# XNA 3d FPS



## binsky3333 (Feb 3, 2009)

Are there any tutorials on how to make a fps with the XNA framework... I have already done loads or 2d tutorials and even made my own rpg with the rpg starter kit... Now i want to move on to 3d and have done some stuff with it. Does anyone know a good fps tutorial?


----------



## Kreij (Feb 4, 2009)

While  Reimer's 3D Tutorial is not specifically a shooter (it's a flight sim), it should give you a good start on what you need to know.


----------



## binsky3333 (Feb 4, 2009)

Ok cool! I was also looking at a XNA engine called visual3d, it looks pretty cool and i might try the beta.


----------



## Kreij (Feb 5, 2009)

I was looking at that too. The early adopter Indie version is $190.00
Not very expensive for a good engine, but $200 is $200, if you know what I mean.

There are other free engines out there, but none of the C# (XNA) based ones look as polished as Visual3D.

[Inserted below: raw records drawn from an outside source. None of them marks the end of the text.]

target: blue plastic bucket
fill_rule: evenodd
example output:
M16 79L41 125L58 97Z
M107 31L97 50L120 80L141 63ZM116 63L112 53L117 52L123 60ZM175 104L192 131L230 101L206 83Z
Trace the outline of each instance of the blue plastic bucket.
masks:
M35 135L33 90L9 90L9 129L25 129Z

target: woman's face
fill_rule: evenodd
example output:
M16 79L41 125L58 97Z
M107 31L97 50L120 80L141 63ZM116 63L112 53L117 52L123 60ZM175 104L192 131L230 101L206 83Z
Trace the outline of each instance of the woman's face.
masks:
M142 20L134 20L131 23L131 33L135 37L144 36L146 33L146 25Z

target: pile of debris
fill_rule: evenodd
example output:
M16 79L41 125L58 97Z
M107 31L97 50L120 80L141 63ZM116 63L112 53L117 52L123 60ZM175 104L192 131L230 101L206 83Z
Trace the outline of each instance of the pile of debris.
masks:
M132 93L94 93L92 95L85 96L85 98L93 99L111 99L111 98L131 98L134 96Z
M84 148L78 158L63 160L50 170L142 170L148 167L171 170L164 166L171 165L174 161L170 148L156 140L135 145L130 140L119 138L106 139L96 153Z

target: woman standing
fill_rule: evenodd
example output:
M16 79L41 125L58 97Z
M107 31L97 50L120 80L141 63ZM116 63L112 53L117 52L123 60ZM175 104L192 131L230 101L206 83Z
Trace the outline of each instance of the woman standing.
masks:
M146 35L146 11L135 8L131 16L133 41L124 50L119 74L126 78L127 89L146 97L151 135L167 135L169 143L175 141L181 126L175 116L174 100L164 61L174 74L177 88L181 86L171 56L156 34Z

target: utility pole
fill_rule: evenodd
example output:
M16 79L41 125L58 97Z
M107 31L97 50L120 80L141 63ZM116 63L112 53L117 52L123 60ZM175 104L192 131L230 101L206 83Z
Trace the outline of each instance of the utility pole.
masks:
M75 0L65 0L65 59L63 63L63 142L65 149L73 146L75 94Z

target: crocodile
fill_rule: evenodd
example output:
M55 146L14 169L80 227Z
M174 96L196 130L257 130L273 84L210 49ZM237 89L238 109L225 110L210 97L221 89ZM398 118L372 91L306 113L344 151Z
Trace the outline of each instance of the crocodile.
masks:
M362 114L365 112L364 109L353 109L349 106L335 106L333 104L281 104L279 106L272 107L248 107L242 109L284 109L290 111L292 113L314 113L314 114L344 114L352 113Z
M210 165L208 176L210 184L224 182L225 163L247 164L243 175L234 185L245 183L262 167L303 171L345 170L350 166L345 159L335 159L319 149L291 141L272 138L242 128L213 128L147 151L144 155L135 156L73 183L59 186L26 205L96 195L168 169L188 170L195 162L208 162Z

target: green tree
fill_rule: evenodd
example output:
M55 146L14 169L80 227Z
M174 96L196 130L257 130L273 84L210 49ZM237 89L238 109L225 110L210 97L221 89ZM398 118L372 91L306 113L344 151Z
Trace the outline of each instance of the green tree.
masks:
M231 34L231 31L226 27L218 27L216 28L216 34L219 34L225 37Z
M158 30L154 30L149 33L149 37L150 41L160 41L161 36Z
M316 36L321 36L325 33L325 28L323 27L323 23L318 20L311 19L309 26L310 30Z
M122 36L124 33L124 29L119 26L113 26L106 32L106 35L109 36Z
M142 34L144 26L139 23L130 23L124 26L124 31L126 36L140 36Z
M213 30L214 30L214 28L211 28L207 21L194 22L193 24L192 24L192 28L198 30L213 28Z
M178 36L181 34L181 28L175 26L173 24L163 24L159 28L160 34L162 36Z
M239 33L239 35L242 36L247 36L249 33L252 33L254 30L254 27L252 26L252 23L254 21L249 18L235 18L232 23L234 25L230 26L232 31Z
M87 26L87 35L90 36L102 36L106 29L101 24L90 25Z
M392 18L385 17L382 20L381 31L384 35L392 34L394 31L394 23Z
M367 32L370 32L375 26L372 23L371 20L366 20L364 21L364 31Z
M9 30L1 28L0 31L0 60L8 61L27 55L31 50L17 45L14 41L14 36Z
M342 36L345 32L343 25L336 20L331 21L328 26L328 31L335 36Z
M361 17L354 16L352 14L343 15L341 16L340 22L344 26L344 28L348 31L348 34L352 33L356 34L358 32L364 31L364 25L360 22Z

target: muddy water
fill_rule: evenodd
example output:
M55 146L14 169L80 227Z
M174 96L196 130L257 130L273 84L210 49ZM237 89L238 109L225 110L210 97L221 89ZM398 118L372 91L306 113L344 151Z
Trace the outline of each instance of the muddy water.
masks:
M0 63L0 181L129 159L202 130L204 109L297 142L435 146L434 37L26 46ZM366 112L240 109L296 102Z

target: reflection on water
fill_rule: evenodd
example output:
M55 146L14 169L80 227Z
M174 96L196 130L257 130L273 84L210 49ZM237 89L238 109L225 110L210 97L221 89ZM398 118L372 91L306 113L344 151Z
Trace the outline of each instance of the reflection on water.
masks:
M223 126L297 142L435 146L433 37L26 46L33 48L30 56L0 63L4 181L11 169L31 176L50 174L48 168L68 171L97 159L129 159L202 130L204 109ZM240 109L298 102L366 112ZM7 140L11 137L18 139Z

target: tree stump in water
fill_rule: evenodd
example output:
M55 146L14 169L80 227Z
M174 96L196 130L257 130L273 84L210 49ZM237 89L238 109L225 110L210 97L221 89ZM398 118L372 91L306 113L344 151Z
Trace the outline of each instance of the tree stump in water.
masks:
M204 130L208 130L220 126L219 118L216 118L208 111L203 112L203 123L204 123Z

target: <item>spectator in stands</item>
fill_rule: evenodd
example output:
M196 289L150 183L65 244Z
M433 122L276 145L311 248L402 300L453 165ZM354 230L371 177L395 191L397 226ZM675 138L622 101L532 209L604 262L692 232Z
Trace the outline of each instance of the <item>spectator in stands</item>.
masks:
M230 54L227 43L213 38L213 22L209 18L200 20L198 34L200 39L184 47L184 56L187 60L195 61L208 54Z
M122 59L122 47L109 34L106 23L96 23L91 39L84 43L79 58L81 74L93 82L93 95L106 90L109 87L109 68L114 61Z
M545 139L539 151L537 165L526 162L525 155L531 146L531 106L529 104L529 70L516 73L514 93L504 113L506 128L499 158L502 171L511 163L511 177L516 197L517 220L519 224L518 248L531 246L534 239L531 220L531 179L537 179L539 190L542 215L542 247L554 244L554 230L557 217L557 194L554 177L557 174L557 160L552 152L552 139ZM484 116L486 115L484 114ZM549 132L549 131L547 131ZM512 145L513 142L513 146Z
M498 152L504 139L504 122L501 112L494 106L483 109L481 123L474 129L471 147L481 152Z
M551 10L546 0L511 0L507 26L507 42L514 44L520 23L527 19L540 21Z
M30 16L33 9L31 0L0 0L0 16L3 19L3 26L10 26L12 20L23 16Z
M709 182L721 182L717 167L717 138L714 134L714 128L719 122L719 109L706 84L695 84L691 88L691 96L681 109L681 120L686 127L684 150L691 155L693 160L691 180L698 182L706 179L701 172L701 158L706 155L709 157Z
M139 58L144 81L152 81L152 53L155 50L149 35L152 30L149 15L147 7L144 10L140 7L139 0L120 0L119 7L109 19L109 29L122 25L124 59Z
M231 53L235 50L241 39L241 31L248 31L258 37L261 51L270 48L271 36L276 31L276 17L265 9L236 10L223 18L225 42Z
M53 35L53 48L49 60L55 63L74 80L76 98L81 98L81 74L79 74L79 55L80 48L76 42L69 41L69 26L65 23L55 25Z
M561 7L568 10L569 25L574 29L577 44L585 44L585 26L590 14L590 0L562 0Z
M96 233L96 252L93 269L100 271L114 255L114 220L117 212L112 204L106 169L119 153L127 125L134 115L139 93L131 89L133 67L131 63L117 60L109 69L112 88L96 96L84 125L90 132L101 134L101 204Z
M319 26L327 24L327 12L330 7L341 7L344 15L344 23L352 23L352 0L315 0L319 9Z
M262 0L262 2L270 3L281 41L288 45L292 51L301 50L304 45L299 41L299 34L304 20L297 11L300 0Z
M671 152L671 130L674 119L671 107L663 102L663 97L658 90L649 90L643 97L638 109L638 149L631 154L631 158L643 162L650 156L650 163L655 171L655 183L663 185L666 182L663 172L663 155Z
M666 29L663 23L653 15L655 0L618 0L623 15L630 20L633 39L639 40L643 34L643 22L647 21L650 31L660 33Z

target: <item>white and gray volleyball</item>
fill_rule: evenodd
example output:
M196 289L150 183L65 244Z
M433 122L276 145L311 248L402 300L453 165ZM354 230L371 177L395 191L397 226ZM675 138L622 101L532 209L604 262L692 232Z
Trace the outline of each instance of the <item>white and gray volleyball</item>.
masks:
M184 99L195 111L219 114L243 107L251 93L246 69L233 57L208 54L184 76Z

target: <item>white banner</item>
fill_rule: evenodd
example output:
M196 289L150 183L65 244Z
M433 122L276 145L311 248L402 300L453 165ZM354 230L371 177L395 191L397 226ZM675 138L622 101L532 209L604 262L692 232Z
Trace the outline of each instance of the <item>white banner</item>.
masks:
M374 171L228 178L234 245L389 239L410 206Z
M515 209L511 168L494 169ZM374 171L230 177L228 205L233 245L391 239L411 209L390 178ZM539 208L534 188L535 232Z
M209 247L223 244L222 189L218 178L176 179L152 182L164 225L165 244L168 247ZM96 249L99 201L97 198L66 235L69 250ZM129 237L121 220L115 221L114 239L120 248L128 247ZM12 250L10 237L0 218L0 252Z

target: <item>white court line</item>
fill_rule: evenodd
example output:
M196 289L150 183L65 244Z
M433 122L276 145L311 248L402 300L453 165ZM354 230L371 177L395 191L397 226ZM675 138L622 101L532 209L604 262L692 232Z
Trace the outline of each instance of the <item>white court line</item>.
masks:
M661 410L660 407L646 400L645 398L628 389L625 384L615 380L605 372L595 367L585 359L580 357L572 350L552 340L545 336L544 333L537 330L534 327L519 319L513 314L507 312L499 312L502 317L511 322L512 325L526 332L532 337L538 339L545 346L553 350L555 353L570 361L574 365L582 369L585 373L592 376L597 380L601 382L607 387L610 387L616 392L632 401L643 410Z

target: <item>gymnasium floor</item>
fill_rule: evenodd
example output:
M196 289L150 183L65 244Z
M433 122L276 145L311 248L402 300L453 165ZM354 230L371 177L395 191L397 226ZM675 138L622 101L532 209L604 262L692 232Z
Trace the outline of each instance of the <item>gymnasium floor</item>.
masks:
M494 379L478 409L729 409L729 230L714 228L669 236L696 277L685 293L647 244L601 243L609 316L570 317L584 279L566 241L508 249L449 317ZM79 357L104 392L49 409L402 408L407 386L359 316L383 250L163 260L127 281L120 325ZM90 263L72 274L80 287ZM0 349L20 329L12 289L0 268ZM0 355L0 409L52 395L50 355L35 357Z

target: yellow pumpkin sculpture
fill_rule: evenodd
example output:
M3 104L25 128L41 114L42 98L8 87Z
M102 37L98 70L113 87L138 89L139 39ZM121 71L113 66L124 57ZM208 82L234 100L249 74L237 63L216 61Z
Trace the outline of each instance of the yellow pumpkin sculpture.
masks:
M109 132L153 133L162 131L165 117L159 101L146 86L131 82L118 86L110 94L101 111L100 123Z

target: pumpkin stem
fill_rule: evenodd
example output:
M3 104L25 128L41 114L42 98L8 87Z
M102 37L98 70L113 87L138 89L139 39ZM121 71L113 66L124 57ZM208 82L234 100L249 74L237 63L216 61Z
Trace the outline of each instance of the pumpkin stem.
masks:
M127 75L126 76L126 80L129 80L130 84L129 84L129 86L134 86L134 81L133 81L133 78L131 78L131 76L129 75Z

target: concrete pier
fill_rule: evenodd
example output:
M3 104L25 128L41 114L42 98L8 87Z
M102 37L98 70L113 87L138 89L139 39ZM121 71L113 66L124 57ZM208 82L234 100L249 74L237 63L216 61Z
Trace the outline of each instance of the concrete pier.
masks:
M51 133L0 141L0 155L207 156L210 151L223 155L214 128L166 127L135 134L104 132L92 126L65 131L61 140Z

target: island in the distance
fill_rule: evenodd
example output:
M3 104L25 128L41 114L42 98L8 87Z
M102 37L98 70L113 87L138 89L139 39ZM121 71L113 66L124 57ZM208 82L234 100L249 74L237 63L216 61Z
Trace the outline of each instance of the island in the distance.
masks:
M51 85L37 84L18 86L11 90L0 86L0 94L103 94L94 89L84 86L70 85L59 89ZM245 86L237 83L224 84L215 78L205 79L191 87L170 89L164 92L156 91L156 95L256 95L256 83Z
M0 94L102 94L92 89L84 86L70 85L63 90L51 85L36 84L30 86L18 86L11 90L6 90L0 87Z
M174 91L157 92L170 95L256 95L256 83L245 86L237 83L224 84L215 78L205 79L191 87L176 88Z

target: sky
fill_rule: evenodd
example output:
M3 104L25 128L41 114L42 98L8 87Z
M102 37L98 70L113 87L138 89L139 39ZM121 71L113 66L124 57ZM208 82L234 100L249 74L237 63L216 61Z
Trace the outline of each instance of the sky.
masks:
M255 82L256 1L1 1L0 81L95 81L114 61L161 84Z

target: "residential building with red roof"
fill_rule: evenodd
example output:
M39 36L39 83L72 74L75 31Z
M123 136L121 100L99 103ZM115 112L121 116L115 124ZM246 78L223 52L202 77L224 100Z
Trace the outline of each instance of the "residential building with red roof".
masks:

Remember you are going to need a lot of different tools to make an FPS game.


----------



## binsky3333 (Feb 5, 2009)

I was also looking at the torque TGEA engine. It comes with a tutorial on how to make a fps which is pretty cool.

EDIT:
Ughh the tutorial is incomplete... So any tutorials on how to make a fps in visual3d.net... Or how to make a fps using any other engine. Im just looking for tutorials on how to make 3d fps's.


----------